Yes. Especially since I've been telling myself that I'm not allowed to make snarky comments about "Fast Eddie" anywhere.
Just want you all to know, I'm here, and I'm listening, and I'm nodding like a bobble-head at a lot of these posts.
About my own childhood, I'm not quite ready to post. One of my mother's and my last conversations (Jesus, just the beginning of this month) was about how the rest of the family didn't think she and I were very close. And then we shared that "but we know better" smile. And I can't continue this line of thought, or I'll wind up bawling at work.
Suffice it to say that there are very good reasons that I do not want children of my own, but I am willing to help take care of a family-sized number of my friends/chosen family. Close friendship and mutual assistance are exhausting in a very different way, but the notion of being responsible for someone's welfare the way my mother was responsible for mine in my early life simply terrifies me.
President Obama is here in town and paid cash for a to-go order of 5 chili dogs, 4 regular dogs and a cheeseburger at the Varsity.
I'm picturing him handing out lunch to the Secret Service guys and scolding them for not thinking to bring any pocket money.
What's a frosted orange?
I don't think it's a kids-today thing, or at least not entirely so: my step-sis was entirely capable of yelling "I hate you" and slamming the door.
I guess you're right -- looking back, I know at least one friend of mine had horrible screaming matches with her mother.
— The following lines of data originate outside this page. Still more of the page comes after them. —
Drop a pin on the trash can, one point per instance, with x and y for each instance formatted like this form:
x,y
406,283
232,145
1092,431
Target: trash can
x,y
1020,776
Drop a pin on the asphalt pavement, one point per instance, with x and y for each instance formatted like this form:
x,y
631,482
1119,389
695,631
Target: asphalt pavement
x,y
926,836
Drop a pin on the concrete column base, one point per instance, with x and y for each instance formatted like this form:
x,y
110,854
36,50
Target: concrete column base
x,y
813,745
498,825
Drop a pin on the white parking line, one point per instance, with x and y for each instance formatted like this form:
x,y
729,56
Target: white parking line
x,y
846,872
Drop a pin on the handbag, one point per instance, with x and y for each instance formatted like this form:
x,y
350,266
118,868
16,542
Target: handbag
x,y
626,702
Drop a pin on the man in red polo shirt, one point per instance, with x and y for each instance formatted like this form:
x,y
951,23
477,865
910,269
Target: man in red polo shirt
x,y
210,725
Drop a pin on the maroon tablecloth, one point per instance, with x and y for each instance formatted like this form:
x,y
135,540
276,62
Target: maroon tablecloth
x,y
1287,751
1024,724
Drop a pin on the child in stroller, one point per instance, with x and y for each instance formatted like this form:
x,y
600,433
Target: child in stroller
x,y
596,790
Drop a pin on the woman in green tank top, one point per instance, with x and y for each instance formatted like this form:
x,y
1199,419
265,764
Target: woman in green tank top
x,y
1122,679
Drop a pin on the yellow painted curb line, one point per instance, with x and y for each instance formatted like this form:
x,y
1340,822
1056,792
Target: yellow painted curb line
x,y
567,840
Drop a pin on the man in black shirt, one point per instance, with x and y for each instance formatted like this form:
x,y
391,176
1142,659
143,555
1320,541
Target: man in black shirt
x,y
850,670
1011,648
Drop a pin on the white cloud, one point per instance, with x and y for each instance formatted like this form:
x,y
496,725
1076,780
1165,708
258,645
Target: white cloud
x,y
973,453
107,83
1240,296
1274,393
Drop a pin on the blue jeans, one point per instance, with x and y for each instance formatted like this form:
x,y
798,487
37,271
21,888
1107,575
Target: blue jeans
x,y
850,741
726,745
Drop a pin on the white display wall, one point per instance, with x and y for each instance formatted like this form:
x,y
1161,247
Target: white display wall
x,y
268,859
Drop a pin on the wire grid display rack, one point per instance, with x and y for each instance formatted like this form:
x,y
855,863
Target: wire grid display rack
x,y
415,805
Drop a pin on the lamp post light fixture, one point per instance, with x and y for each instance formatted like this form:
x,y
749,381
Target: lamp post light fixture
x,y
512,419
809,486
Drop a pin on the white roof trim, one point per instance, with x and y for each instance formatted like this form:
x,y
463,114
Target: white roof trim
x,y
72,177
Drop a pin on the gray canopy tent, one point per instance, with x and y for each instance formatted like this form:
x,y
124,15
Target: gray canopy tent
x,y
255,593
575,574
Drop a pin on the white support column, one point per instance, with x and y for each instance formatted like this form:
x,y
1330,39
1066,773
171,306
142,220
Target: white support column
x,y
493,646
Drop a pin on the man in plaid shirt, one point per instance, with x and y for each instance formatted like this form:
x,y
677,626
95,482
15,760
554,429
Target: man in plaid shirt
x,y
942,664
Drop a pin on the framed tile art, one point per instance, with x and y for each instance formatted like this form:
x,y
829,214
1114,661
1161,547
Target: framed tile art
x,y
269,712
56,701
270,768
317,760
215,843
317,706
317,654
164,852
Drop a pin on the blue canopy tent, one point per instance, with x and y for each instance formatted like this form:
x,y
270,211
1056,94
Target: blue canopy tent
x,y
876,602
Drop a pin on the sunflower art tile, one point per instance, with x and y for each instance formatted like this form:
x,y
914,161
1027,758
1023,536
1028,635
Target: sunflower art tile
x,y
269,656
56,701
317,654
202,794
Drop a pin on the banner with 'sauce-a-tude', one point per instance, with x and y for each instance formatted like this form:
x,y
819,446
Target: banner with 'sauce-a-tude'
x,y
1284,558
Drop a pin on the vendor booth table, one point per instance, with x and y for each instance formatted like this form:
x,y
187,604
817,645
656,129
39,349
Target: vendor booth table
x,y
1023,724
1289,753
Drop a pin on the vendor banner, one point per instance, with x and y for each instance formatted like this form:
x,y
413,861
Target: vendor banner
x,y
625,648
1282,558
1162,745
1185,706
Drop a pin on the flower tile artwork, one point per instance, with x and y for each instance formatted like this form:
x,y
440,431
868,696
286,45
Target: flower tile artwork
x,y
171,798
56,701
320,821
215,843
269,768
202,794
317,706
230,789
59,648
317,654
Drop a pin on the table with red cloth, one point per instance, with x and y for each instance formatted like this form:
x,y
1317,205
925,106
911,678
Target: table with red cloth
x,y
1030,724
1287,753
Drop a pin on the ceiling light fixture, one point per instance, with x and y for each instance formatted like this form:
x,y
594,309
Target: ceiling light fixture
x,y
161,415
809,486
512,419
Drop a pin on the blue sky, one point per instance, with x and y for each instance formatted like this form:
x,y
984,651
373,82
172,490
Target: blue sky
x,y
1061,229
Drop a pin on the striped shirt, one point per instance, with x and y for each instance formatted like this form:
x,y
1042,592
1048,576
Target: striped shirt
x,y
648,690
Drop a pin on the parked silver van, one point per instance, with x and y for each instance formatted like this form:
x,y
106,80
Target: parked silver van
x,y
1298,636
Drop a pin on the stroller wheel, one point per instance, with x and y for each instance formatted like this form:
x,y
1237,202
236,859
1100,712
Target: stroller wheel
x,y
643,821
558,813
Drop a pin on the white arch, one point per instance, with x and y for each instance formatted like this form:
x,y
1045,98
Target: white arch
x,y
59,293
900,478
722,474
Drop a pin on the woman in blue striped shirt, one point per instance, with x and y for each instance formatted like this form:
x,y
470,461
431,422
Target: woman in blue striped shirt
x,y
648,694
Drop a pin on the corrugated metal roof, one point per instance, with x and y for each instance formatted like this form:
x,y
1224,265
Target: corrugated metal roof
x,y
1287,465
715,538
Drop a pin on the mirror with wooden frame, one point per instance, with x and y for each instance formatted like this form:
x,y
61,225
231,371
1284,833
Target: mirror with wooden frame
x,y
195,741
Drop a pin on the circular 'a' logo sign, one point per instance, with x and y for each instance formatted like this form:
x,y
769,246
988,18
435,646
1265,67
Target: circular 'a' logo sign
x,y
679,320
It was just unthinkable for me, and for Stephen with his parents, too.
I think this.
I also think I could eat onion rings till I got the heart-attack-with-purchase.
Hi, Karl!
Alan Grayson took my question online...bet he was wishing I could say it in cash...me too, brother, but I feel gutsier already.
My older sister (b. 1959) use to have screaming fights with our mother. Sometimes Dad would take me out for a drive so we didn't have to listen to them. Later on, Mom and my sister were practically BFFs. I can't picture either of my sister's kids telling her they hate her, but maybe they were just on good behavior when they were of the age to do so and I was visiting.
I know I wrote a school paper in elementary school about how John Denver and Olivia Newton-John would be my preferred parents.
Listening, especially easy listening, is such an important part of being a parent.
I don't think I ever told my parents I hated them, being also too invested in the 'good kid' role. I'm pretty sure others of my siblings did. My older brother was still saying it in his thirties, when his drug addiction was at its worst. I too flinch when near an angry person, even if not related to me. Not something I got from my parents; they were rarely angry, and never scary when they were. Maybe I got it from my brother.
Tom, although I knew I probably felt anger at my parents, I had a horrible time accessing it-plus I was a total ACOA and it was my job to understand them, rather than be angry, you know? I was saved by my dreams--I had a long series of dreams where (spoiler-fonted for violence)
I killed, stabbed, and otherwise attacked them, culminating in one where I beheaded my mother and when her head STILL wouldn't stop talking, I shot it into space from a cannon.
Kinda hard to ignore.
Good Wife:
Kristen Chenowith
Story
Scrappy, your subconscious was on the job!